Star Trek, Various, 1966 (earliest occurrence)
P=NP in the Star Trek universe, but the people there aren't aware of it. Evidence:
There is encryption but it is always breakable. P=NP will let you crack everything but one-time pads but the Federation stubbornly continues to use NP-based ciphers.
The efficacy of the universal translator. P=NP would make learning new languages a breeze, at least for a computer. Learning systems would be so simple and straightforward to implement that there wouldn't be a linguist left with a job.
The efficacy of the bio-filter. The transporter routinely filters unknown organisms, viruses and other hazards when crewmen are beamed aboard ship. But "bio-filter" is a misleading term as it brings to mind some sort of sieve that catches all the bad stuff and passes only the good. In reality running such a "filter" over transport data would be the mother of all induced subgraph isomorphism problems, as you would have to identify all virus-sized structures in an organism chock-full of such structures. P=NP magicks away the input-related exponent that makes such problems intractable even for small graphs.

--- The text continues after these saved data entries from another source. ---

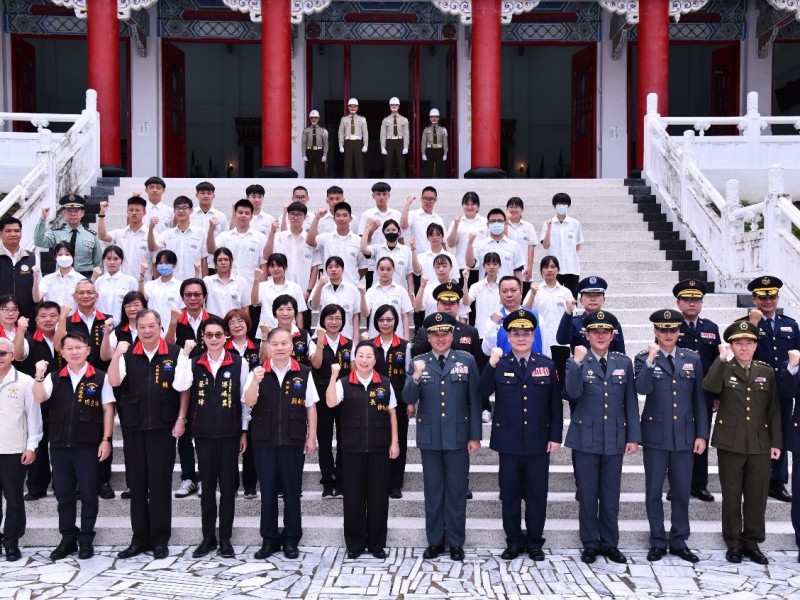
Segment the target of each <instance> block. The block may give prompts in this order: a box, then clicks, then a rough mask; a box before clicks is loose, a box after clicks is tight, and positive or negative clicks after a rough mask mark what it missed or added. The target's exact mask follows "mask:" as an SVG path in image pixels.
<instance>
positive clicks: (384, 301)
mask: <svg viewBox="0 0 800 600" xmlns="http://www.w3.org/2000/svg"><path fill="white" fill-rule="evenodd" d="M364 299H365V301H366V303H367V308H368V309H369V317H368V319H367V324H368V331H369V335H370V337H375V336H376V335H378V330H377V329H376V328H375V325H374V324H373V322H372V321H373V314H374V312H375V310H376V309H378V308H380V307H381V306H383V305H384V304H389V305H390V306H394V308H395V310H397V313H398V314H399V315H400V319H399V320H398V321H397V326H396V327H395V329H394V331H395V333H396V334H397V335H399V336H401V337H402V335H403V315H404V314H406V313H410V312H413V310H414V307H413V306H412V305H411V300H410V299H409V297H408V291H407V290H406V289H405V288H404V287H403V286H401V285H399V284H397V283H395V282H394V281H393V282H392V283H390V284H389V285H388V286H385V287H384V286H382V285H381V284H380V283H378V282H377V281H376V282H375V284H374V285H373V286H372V287H371V288H369V289H368V290H367V292H366V293H365V294H364Z"/></svg>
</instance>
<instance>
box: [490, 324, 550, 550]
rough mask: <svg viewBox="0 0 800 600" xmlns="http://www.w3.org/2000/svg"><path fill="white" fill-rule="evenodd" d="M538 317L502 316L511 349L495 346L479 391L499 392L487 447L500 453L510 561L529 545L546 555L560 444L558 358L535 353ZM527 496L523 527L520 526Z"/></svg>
mask: <svg viewBox="0 0 800 600" xmlns="http://www.w3.org/2000/svg"><path fill="white" fill-rule="evenodd" d="M536 325H537V321H536V317H534V316H533V315H532V314H531V313H530V312H528V311H527V310H524V309H520V310H517V311H515V312H513V313H511V314H509V315H508V316H507V317H506V318H505V319H504V320H503V329H505V331H506V333H507V334H508V340H509V342H510V343H511V351H510V352H508V353H507V354H505V355H503V350H502V349H500V348H494V349H492V353H491V356H490V357H489V363H488V364H487V366H486V368H484V370H483V373H481V394H482V395H484V396H490V395H491V394H494V395H495V411H494V415H493V418H492V437H491V441H490V442H489V447H490V448H491V449H492V450H494V451H495V452H498V453H499V454H500V470H499V482H500V493H501V495H502V506H503V529H504V530H505V532H506V549H505V550H504V551H503V554H502V556H501V558H503V559H504V560H512V559H514V558H517V556H519V554H520V552H523V551H524V550H527V552H528V555H529V556H530V557H531V558H532V559H533V560H536V561H539V560H544V552H542V546H543V545H544V537H543V531H544V522H545V515H546V512H547V489H548V470H549V467H550V453H552V452H555V451H557V450H558V449H559V448H560V447H561V430H562V428H563V410H562V404H561V387H560V386H559V385H558V376H557V375H556V366H555V363H554V362H553V361H552V360H550V359H549V358H548V357H546V356H545V355H543V354H537V353H534V352H531V340H532V339H533V331H534V329H536ZM523 498H525V527H526V529H527V535H523V533H522V528H521V527H520V518H521V509H520V505H521V502H522V499H523Z"/></svg>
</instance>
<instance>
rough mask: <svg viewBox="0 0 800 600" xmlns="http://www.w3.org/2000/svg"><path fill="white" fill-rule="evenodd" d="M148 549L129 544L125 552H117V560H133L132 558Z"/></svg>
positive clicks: (145, 546)
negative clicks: (128, 558)
mask: <svg viewBox="0 0 800 600" xmlns="http://www.w3.org/2000/svg"><path fill="white" fill-rule="evenodd" d="M148 550H149V548H148V547H147V546H139V545H138V544H131V545H130V546H128V547H127V548H125V550H121V551H119V552H117V558H133V557H134V556H139V555H140V554H142V553H144V552H147V551H148Z"/></svg>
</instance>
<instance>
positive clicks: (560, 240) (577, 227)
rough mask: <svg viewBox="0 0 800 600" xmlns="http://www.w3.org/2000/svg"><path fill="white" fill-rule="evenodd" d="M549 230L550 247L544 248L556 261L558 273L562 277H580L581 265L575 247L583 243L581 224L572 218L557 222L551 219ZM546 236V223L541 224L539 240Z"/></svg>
mask: <svg viewBox="0 0 800 600" xmlns="http://www.w3.org/2000/svg"><path fill="white" fill-rule="evenodd" d="M552 223H553V225H552V226H551V228H550V247H549V248H544V250H545V252H547V254H548V255H550V256H555V257H556V258H557V259H558V263H559V267H560V268H559V271H560V272H561V274H562V275H580V272H581V264H580V260H579V259H578V249H577V246H578V245H579V244H582V243H583V231H582V230H581V224H580V223H579V222H578V221H577V220H576V219H573V218H572V217H569V216H568V217H564V220H563V221H559V220H558V217H553V220H552ZM545 235H547V221H545V222H544V223H542V235H541V240H544V236H545Z"/></svg>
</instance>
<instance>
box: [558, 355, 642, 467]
mask: <svg viewBox="0 0 800 600" xmlns="http://www.w3.org/2000/svg"><path fill="white" fill-rule="evenodd" d="M606 359H607V361H608V362H607V364H606V370H605V376H603V371H602V368H601V367H600V364H599V363H598V361H597V359H596V358H595V357H594V355H593V354H592V353H591V351H590V352H589V353H587V355H586V357H585V358H584V359H583V361H582V362H581V364H580V365H578V364H576V363H575V361H574V360H573V359H569V360H568V361H567V372H566V376H565V385H564V389H565V392H566V395H567V397H568V398H569V399H570V400H571V401H573V402H575V403H576V404H575V412H574V414H573V415H572V417H571V423H570V426H569V429H568V430H567V437H566V440H565V442H564V444H565V445H566V446H569V447H570V448H574V449H575V450H580V451H582V452H589V453H592V454H623V453H624V451H625V444H626V443H627V442H636V443H640V442H641V437H642V436H641V429H640V426H639V404H638V400H637V397H636V390H635V389H634V376H633V364H632V363H631V359H629V358H628V357H627V356H624V355H622V354H619V353H617V352H609V353H608V354H607V356H606Z"/></svg>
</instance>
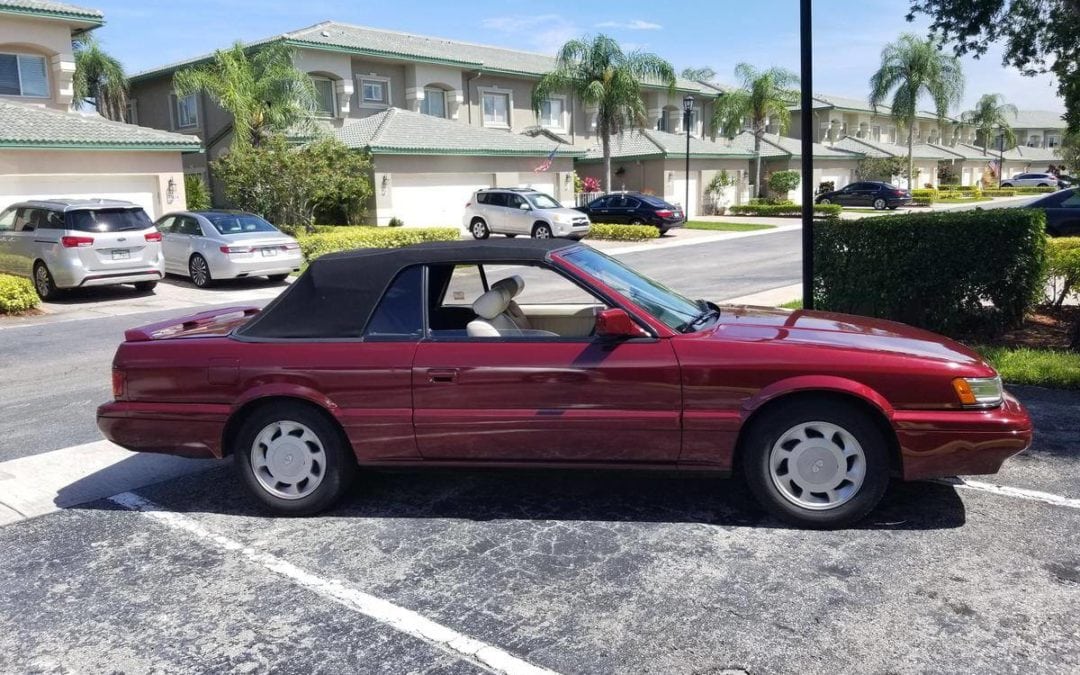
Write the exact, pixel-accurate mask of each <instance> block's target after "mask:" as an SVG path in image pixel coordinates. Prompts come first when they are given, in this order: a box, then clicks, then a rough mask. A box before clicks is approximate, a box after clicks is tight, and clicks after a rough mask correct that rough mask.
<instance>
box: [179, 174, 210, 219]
mask: <svg viewBox="0 0 1080 675" xmlns="http://www.w3.org/2000/svg"><path fill="white" fill-rule="evenodd" d="M184 192H185V193H186V194H187V198H188V211H205V210H207V208H210V207H211V203H210V189H208V188H207V187H206V181H205V180H203V179H202V176H201V175H199V174H184Z"/></svg>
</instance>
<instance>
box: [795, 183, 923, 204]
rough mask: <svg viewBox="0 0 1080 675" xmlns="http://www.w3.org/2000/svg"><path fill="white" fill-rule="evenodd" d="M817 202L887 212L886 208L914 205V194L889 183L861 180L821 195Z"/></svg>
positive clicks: (816, 199) (818, 197)
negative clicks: (854, 206) (886, 210)
mask: <svg viewBox="0 0 1080 675" xmlns="http://www.w3.org/2000/svg"><path fill="white" fill-rule="evenodd" d="M815 202H816V203H819V204H840V205H841V206H873V207H874V208H877V210H878V211H885V210H886V208H896V207H897V206H907V205H908V204H910V203H912V193H910V192H909V191H907V190H901V189H900V188H897V187H896V186H894V185H890V184H888V183H881V181H878V180H860V181H859V183H852V184H851V185H849V186H845V187H842V188H840V189H839V190H833V191H832V192H825V193H824V194H819V195H818V199H816V200H815Z"/></svg>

Self-aware machine intelligence is created with ease. Wesley Crusher created one by accident. So did Richard Daystrom. The Enterprise D computer cooked up Moriarty in its spare cycles, Dr. Farallon created the Exocomps, and so on. All you seem to need to do is build something equivalent to a theorem proving system and let it run long enough to stumble over the proof that P or some other tractable class is equivalent to NP and the system is off to the races.
Or perhaps the Star Trek denizens are collapsing the polynomial hierarchy by technological means. The Federation, Borg, etc. seem to have ready access to time machines, wormholes, exotic matter, and superluminal signalling, so they could be using closed time-like curves for computation. This according to Scott Aaronson would allow them efficiently solve PSPACE-complete problems.